The only character not embroiled in this tangle is Brunet, the communist. For him life and its purpose is clear; he encourages Mathieu to follow the same route:
‘You are the son of a bourgeois, you couldn’t come to us straight away, you had to free yourself first. And now it’s done, you are free. But what’s the use of that same freedom, if not to join us? […] You live in a void, you have cut your bourgeois connexions, you have no tie with the proletariat, you’re adrift, you’re an abstraction, a man who is not there. It can’t be an amusing sort of life.’
But it is this nothingness that makes Mathieu free, and this that ties him to Boris and Ivich, who are not much more than children, but share Mathieu’s drifting existence.

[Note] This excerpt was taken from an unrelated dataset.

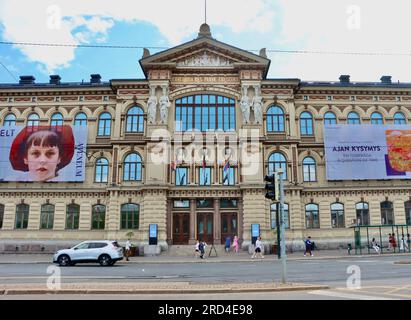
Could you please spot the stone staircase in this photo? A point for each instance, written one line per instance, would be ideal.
(188, 250)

Beautifully evocative, the background to this drifting state is the city: Paris in the sweltering summer, but also Paris in the run-up to war. The sense of oppressive heat reflects the ominous international tensions of August 1938: the book opens with Mathieu meeting a man who talks longingly of Madrid, where the Spanish Civil War is reaching its climax. Brunet, too, is clear-eyed about the future:
‘You know where they will send me? To the Maginot line. That’s a sure and certain knockout.’
Mathieu’s idea of freedom as nothingness is not disconnected from the real world, from the political reality which is present but just off-stage. Nor is it a moral nihilism: there is a clear distinction between acting in the right way, doing the right thing, and acting in the ways that society expects. At one point Mathieu is offered the possibility of stealing the money for the abortion, and this is contrasted with Boris’s penchant for stealing things not because he needs them, but to add excitement and danger to his own life. But freedom is a rejection of the expectations of society, of Mathieu’s brother’s bourgeois morals which would force him to marry Marcelle. And Sartre’s psychological honesty is brilliant here: it’s clear that despite society’s expectations and despite Marcelle’s desire to bear her child, marriage would be a terrible idea for her as well as him. The psychological honesty of the novel is wonderful: like Doris Lessing’s best books, there is an almost uncomfortably clarity about the motivations and desires of the characters. There is no such thing as a trivial mood: everyone’s feelings for other people, however fleeting or ephemeral, mean something; and life is lived through that meaning, not despite it. The important thing is to live, and to live freely:
‘I’ve only got one life,’ [Ivich] said passionately. ‘From the way you talk, you sound as though you believed yourself immortal. According to you, a year lost can be replaced.’
The book ends in a minor key: the various relationships dissolve, the characters drift apart. Boris and Ivich will be sent back to the provinces; Marcelle splits from Mathieu, but her decision to marry Daniel instead cannot be seen as a happy ending. The threat of war is still present; only Brunet the communist retains his clarity of vision and purpose. But Mathieu’s conclusion is that he has made a series of decisions which have brought him, finally, to the ‘age of reason’:
He yawned: he had finished the day, and he had also finished with his youth.